SOLUTION: do-over on one back piece. Much more carefully!!! Luckily I had enough extra material to cover another piece. I was almost S.O.L.
PROBLEM: the place I chose to put teak oil on the chairs was well ventilated but turns out, infested with cat hair. I didn’t notice until it was time to rub the excess oil off and all of a sudden hair was everywhere, sticking to my chairs. To be honest at this point I’d had a few gin and tonics (it was a nice day!) so I went to bed and figured I’d deal with it in the morning
SOLUTION: I am a lucky lucky girl. All the hair rubbed right off after the chairs had sat over night. It could have been disastrous. It wasn’t. Thank you good karma (next time, a drop cloth is being used no matter what).

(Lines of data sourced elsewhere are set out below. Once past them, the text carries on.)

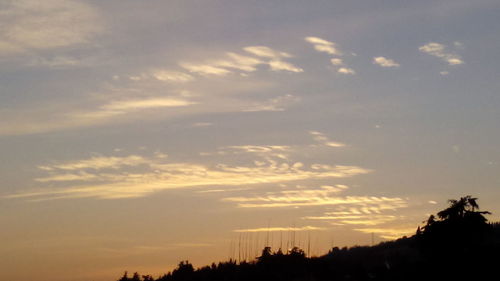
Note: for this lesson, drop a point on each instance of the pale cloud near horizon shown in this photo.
(440, 51)
(277, 229)
(40, 25)
(389, 232)
(111, 177)
(385, 62)
(323, 196)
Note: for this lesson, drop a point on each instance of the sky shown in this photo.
(136, 134)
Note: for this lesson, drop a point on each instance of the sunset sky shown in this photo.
(138, 133)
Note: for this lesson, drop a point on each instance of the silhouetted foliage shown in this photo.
(457, 244)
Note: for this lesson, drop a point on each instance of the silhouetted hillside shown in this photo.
(457, 244)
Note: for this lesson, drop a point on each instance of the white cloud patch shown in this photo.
(337, 61)
(135, 176)
(97, 163)
(138, 104)
(278, 65)
(172, 76)
(275, 104)
(277, 229)
(39, 25)
(266, 52)
(205, 69)
(440, 51)
(385, 62)
(322, 45)
(323, 196)
(389, 232)
(346, 70)
(324, 140)
(233, 61)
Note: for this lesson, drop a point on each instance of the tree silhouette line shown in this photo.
(456, 244)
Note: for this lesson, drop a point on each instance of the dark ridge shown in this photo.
(456, 244)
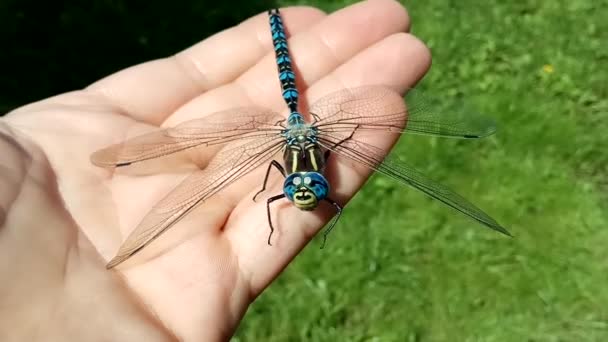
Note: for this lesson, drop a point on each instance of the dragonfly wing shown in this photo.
(377, 159)
(382, 108)
(217, 128)
(227, 166)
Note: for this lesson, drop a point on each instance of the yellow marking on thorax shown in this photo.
(313, 160)
(294, 160)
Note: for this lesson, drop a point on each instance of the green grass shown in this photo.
(400, 267)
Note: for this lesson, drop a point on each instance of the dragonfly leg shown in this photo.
(333, 221)
(279, 167)
(270, 200)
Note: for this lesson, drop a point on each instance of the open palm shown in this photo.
(196, 282)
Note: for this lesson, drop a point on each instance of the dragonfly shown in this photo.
(250, 137)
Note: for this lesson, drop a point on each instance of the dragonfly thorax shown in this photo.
(306, 189)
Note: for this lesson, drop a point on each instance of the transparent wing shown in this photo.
(217, 128)
(382, 108)
(376, 159)
(228, 165)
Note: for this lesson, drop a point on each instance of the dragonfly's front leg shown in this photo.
(333, 221)
(279, 167)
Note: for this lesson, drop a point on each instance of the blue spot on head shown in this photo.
(313, 181)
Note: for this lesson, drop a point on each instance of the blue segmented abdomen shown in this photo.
(286, 74)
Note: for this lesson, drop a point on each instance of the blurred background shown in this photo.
(399, 266)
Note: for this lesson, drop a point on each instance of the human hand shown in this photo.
(64, 218)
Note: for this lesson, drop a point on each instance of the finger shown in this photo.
(150, 91)
(315, 52)
(399, 60)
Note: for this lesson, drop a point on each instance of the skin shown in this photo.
(62, 218)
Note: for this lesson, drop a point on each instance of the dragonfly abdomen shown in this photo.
(286, 75)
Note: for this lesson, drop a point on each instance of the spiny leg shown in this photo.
(279, 167)
(270, 200)
(333, 221)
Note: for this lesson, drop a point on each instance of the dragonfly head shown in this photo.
(306, 189)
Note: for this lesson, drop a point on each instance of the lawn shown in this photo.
(401, 267)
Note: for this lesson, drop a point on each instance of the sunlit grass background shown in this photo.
(399, 266)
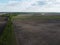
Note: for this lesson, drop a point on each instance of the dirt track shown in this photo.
(36, 33)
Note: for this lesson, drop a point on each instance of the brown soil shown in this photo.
(37, 33)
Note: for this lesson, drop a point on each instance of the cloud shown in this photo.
(30, 6)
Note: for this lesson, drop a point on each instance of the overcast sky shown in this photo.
(29, 5)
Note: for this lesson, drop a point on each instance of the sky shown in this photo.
(29, 5)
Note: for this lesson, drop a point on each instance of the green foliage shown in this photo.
(7, 36)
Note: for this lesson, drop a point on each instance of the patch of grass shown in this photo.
(8, 37)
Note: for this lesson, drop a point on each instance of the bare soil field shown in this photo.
(41, 32)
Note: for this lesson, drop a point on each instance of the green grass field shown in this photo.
(8, 36)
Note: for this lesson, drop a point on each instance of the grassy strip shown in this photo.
(33, 17)
(7, 37)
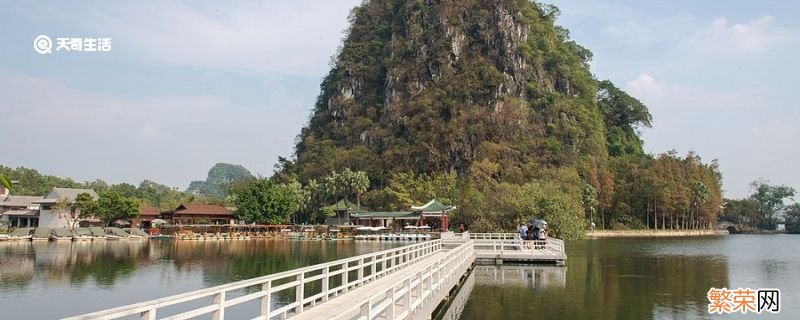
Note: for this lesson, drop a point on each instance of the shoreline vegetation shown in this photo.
(598, 234)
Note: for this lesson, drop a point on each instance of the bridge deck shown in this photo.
(402, 283)
(339, 307)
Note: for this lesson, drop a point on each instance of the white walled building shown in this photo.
(54, 219)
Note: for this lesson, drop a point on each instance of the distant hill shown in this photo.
(499, 96)
(219, 179)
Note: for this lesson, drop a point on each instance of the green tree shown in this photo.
(770, 199)
(792, 218)
(623, 114)
(109, 207)
(263, 201)
(5, 182)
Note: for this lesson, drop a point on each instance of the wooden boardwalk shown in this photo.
(499, 248)
(409, 282)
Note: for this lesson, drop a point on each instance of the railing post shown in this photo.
(148, 315)
(385, 257)
(391, 313)
(420, 287)
(374, 269)
(407, 301)
(345, 281)
(299, 291)
(219, 299)
(266, 300)
(325, 283)
(360, 272)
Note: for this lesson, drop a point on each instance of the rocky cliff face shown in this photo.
(476, 87)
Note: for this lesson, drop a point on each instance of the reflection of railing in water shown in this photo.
(525, 276)
(510, 247)
(335, 278)
(459, 302)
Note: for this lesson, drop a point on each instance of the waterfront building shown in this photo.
(190, 214)
(50, 218)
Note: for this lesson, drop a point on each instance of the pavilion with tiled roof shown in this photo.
(433, 212)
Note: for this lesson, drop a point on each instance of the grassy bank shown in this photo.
(652, 233)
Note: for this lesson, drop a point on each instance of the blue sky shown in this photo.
(188, 84)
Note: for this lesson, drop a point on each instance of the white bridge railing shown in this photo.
(417, 295)
(324, 282)
(501, 242)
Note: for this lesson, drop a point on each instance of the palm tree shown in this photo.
(332, 189)
(700, 195)
(360, 185)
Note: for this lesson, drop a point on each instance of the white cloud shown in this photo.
(172, 139)
(751, 37)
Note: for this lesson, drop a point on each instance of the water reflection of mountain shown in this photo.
(603, 280)
(539, 277)
(106, 262)
(73, 263)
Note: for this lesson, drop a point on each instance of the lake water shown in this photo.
(665, 278)
(662, 278)
(49, 280)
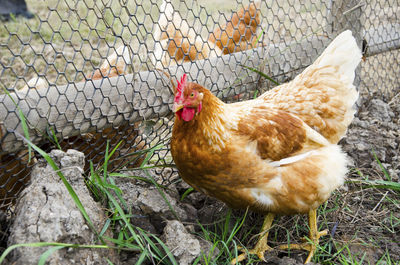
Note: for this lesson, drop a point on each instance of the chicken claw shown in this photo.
(262, 244)
(311, 247)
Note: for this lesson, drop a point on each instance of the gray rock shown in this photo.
(184, 246)
(381, 110)
(46, 212)
(148, 204)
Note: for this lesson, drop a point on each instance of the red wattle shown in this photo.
(188, 114)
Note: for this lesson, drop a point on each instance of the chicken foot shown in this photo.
(311, 247)
(262, 244)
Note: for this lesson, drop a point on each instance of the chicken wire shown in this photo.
(67, 41)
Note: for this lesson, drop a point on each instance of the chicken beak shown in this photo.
(177, 107)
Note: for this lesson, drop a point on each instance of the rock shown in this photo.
(381, 110)
(184, 246)
(148, 204)
(46, 212)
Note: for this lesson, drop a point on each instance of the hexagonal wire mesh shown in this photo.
(91, 71)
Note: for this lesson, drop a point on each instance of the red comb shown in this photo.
(182, 83)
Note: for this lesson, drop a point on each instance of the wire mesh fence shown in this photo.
(84, 73)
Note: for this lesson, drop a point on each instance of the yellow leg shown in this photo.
(262, 244)
(311, 247)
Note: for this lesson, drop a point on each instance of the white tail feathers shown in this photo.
(344, 53)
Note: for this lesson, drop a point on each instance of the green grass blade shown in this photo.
(23, 123)
(186, 193)
(387, 175)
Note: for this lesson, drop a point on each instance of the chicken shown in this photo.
(177, 42)
(278, 153)
(239, 33)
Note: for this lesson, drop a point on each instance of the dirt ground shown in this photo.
(363, 221)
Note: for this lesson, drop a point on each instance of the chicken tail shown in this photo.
(342, 53)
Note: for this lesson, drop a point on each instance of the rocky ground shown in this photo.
(359, 218)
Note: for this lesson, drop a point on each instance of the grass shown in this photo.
(235, 229)
(54, 53)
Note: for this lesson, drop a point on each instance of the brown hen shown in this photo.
(276, 154)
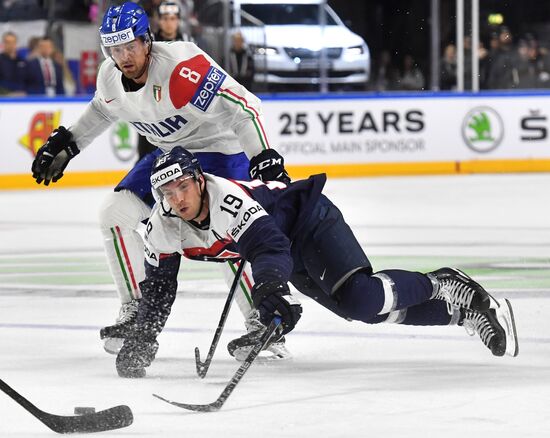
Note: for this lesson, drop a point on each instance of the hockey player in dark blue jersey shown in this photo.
(290, 233)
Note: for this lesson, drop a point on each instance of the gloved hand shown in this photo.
(274, 299)
(268, 165)
(134, 356)
(52, 158)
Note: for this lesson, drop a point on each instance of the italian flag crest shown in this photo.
(157, 92)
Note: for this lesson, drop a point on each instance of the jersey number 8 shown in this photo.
(192, 75)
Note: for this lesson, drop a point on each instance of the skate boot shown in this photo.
(114, 335)
(240, 347)
(496, 328)
(459, 290)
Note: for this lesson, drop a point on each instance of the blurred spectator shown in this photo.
(525, 69)
(503, 61)
(385, 74)
(69, 84)
(448, 68)
(44, 76)
(412, 77)
(32, 47)
(169, 13)
(12, 67)
(543, 62)
(241, 63)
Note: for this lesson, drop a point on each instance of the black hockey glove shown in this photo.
(268, 165)
(274, 299)
(134, 356)
(52, 158)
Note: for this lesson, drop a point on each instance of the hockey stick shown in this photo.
(216, 405)
(202, 367)
(109, 419)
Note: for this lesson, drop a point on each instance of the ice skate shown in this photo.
(459, 290)
(496, 328)
(240, 347)
(114, 335)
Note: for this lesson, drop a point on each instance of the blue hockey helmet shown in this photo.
(171, 165)
(122, 24)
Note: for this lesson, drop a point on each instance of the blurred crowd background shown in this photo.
(514, 48)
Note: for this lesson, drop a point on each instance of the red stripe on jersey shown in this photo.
(186, 79)
(242, 99)
(126, 258)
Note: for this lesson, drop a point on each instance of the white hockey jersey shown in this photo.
(232, 211)
(187, 100)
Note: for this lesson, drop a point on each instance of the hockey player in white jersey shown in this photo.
(290, 233)
(171, 93)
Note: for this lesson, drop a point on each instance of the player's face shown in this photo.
(184, 196)
(130, 58)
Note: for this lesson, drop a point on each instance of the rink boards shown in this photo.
(342, 135)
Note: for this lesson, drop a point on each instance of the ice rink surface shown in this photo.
(346, 379)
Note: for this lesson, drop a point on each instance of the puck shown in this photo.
(80, 410)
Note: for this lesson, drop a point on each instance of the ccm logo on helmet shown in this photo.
(121, 37)
(163, 176)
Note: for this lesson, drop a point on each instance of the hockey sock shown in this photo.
(243, 294)
(433, 312)
(364, 296)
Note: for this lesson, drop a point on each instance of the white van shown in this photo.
(286, 38)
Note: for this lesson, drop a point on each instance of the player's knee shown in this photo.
(122, 209)
(362, 297)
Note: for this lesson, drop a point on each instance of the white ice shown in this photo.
(346, 379)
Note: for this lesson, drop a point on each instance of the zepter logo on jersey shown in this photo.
(195, 81)
(116, 38)
(165, 175)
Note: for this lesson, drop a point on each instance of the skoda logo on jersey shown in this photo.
(166, 175)
(208, 89)
(123, 141)
(482, 129)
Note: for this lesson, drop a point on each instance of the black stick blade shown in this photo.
(108, 419)
(211, 407)
(201, 366)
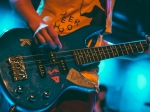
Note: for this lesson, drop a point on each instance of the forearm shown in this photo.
(27, 11)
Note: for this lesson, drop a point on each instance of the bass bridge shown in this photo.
(18, 68)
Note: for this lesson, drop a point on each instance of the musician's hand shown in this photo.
(46, 35)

PROBLEM: one of the chairs is different than the other two. It has two screws that hold the seat on, that come up through the bottom. One was missing, the other was too long. I went to the hardware store already and had bought a second matching screw so now there are two lumps coming up through the seat instead of one… or none.
SOLUTION: there are no screws made at the length I needed for this chair. The next smallest is too short. So they went with my husband to work, where he used a hack saw or something to cut a bit off the end of the screws to make them the right length.
SUMMARY: easy is never easy. Ever. If you think otherwise, you have yet to challenge yourself. Sometimes the smallest issues can cause you the longest headaches. And while it is impossible to completely assess a situation before you jump into it, I have learned a few more things to keep an eye on when surveying potential projects. I’ve also acquired some new tools at the hardware store.
So, dear readers, learn from this story. It can apply to anything, not just working on a furniture project. Even when we are most careful, something can (and probably will) go wrong somewhere along the way. We must learn from these things so we are better able to deal with them if it happens again.
What projects have you learned a good (or hard) lesson from? Please share in the comments!